Seamless Pipe - Plug Mill - When the pipe is large than six inches and smaller than sixteen inches, this process is chosen instead and it will be heated at the same temperature as before. Using a rotary ‘elongator', the hole in the shell is widened and a bloom will occur - short thick-walled tube.
Forcing through the bloom, a plug the size of the diameter will enter and go through the rolls of the mill. As the thickness reduces, it will rotate 90 degrees before passing through again so it gains the round characteristic. Finally, it will go through a reeling and reducing mill so it evens out and reaches the desired dimensions. Then, it will be cut as before and then put through the finishing process.
Seamless Pipe - Extrusion - For tiny pipes, this will be the third and final process used and it is heated to a little under the previous method at 1,250 degrees centigrade. After this, it is sized and descaled before going through a steel die. By using a multi-stand reducing mill, the final dimensions can be achieved.

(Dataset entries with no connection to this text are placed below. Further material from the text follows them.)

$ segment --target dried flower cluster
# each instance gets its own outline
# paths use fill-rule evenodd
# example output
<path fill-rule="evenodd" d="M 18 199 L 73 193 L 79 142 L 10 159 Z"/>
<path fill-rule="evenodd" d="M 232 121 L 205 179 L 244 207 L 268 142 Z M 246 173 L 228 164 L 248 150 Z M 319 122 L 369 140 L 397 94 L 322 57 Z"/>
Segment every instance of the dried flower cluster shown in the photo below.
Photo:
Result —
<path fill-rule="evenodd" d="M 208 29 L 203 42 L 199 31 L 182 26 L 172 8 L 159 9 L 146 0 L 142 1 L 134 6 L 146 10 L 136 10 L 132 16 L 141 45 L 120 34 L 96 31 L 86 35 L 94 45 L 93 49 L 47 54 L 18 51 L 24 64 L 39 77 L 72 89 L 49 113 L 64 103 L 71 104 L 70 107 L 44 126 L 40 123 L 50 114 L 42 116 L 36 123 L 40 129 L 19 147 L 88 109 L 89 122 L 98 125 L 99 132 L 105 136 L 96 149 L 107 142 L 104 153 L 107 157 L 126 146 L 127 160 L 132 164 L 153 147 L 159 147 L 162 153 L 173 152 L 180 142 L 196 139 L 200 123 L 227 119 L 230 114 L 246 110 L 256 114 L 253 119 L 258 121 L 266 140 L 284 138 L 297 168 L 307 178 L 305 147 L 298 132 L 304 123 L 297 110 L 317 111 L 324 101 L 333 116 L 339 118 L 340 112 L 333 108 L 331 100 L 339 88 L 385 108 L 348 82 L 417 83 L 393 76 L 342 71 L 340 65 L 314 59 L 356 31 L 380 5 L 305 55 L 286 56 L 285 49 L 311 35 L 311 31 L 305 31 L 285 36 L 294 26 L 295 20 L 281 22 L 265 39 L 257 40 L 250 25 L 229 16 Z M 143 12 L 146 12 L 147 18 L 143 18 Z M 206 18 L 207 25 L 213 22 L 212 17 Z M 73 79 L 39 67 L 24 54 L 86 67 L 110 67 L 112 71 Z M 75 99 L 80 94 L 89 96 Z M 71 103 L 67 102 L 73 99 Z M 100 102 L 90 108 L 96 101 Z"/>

Length - Although piping lengths are not exact from the factory, there are two main sizes in single random length and double random length. For the single, this will be between 5-7 meters whilst the double makes up 11-13 meters. Although different lengths can be achieved, these ones are often cheaper and easier to calculate.
Ends - In terms of ends, there are three main options in threaded ends (TE), beveled ends (BE), and plain ends (PE). For smaller pipes, PE pipes are appropriate and are commonly used with socket weld fittings/flanges as well as slip-on flanges. As the name suggests, TE will be used for small pipes using threaded fittings and flanges.
Beveled and Root Face - Finally, BE can be used with a wide range of diameters of buttweld fitting and flanges. Using this, they can be welded directly to one another or to the pipe itself. Plus or minus five degrees, the beveled angle will be at around 30 with a 1.6mm root face.